Although I try to have dignity it doesn’t mean that I don’t experience fear, tears and pain. This has not been an easy journey and I don’t think I’ve implied anything else here. Nor can I share everything. There are close ones I refuse to hurt. They have their own stories to share and it is their right and not mine to decide when and if those get shared and with whom.
While I will probably never say that learning to be the new me will ever end, that’s like saying I learn to be a better person daily. Every experience for me, and I hope for you, shapes my perceptions, adds to my ability to empathize, to communicate and to exist in harmony. I will never perfect being who I want to be. Perhaps that’s the charm of it all.
Aside from convincing my brain to start using my new voice full time, and my minor corrective surgery in October, there are really no interesting trans issues in my life. I reached the milestone where I accepted myself. At that point others who don’t accept me became ever so much less of a threat to my ego or self confidence as I might otherwise say.
No, I struggle with my all too human frailties of getting older, chronic health conditions and trying to reconcile myself to the likelihood that I need to take disability and get over the feelings that come with that – having spent years as head of household, taking care of others and earning an honest wage.
When I came out I dropped to a 4 day week. Not just because I needed the time for therapy, which I most assuredly did, but also because it was all I could manage. Yet now if I’m honest and look at my actual served hours I need to take an average of another half or full day off each week. This is not going to improve.

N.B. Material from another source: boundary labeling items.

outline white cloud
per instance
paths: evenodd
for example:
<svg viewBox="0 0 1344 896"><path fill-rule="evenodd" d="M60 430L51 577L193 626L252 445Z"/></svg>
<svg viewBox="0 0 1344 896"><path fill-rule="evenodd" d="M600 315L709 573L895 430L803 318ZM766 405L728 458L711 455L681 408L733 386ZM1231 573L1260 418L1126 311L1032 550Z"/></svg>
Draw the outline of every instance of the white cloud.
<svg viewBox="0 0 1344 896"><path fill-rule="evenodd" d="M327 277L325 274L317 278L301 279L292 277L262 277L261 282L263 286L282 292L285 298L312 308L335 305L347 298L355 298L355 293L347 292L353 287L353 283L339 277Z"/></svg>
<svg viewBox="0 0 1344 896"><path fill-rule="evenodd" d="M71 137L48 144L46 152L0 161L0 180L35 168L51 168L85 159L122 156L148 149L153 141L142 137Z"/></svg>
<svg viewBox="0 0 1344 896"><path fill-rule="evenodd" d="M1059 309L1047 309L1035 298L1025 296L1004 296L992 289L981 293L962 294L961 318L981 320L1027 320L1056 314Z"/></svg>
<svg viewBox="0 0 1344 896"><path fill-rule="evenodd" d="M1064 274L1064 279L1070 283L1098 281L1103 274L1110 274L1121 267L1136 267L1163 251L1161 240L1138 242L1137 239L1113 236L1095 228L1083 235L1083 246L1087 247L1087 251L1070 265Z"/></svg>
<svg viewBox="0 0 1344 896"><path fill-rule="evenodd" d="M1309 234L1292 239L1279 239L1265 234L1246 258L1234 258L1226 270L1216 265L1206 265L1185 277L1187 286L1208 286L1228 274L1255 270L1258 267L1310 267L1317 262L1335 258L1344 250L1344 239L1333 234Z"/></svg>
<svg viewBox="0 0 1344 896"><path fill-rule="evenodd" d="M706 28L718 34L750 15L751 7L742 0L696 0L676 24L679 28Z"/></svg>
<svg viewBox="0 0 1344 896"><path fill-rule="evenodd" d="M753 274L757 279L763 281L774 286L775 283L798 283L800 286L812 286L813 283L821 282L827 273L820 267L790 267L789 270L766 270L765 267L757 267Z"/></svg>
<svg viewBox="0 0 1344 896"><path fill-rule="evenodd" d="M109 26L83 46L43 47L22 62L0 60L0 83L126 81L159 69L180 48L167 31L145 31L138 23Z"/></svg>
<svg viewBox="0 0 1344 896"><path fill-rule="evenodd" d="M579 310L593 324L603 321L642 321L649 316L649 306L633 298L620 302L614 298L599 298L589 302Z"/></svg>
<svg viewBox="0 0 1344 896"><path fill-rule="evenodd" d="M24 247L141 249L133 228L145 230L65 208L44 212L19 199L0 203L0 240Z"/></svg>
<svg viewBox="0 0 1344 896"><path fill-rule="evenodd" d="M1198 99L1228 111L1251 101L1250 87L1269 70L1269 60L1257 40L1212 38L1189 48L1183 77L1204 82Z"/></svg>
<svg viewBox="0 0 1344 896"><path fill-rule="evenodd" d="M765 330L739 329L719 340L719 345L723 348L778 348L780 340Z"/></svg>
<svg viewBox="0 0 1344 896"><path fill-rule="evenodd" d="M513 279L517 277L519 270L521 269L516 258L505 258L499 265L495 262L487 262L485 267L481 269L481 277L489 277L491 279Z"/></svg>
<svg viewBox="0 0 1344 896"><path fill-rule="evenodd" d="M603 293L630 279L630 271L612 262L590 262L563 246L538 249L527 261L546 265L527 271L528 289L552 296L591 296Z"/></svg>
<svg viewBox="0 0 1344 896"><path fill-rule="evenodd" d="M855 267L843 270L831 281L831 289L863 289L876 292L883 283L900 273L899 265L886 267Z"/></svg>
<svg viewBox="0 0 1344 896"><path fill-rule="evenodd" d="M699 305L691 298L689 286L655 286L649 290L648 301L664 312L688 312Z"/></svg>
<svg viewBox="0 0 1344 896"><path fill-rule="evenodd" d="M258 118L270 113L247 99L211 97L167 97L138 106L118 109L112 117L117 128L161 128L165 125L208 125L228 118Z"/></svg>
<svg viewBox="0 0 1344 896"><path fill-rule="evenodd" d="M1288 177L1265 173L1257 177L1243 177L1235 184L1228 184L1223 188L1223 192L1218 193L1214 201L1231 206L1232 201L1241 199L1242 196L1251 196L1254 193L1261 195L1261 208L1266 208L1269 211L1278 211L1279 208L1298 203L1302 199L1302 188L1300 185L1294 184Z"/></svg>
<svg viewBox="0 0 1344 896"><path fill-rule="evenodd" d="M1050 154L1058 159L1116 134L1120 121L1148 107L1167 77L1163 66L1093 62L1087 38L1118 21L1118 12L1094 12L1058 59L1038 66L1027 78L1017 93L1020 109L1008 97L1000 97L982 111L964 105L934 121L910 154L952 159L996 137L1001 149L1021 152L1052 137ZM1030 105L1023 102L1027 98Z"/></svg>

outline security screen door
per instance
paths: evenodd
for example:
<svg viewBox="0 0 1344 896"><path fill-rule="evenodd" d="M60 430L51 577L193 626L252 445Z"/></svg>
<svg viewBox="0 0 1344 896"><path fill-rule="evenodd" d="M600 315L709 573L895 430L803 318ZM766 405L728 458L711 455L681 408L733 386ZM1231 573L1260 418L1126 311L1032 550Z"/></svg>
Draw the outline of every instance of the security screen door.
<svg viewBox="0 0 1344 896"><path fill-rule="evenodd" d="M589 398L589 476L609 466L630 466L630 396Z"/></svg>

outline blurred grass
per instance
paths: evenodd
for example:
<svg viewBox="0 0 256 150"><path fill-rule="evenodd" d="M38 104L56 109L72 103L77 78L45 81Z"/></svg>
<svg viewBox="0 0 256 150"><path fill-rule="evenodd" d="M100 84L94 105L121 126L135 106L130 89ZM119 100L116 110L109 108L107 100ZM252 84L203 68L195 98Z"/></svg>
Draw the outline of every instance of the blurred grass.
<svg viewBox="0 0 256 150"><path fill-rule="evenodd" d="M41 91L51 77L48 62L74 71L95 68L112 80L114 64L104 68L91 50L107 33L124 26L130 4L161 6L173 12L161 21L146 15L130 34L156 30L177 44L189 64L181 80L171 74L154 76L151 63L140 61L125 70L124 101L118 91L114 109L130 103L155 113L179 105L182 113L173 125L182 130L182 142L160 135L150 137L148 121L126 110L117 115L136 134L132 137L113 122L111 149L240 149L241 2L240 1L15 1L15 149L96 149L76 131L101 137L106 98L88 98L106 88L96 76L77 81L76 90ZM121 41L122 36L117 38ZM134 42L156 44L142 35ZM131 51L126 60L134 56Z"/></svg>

Sometimes courage is to face your shortcomings and accept that you’ve had a wonderful career and done a lot of good things, and helped a lot of people, and exit stage left before they ask you to and find yourself without wages or health care at 62.
It hasn’t happened yet, but it will soon. I don’t just owe myself either. I’d be lying if I said this doesn’t wrankle. I did have dreams that past transition my depression would abate and I’d have fewer migraines with less stress.
Man plans, god laughs: Parkinson’s made it’s appearance and adds to the depression and the migraines worsened, all of this makes insomnia common and insomnia all by itself makes energy and focus very difficult for someone who makes her living with her mind.
This was definitely not the plan. No it was not….
But life will go on. There is much that can be done even if work is denied.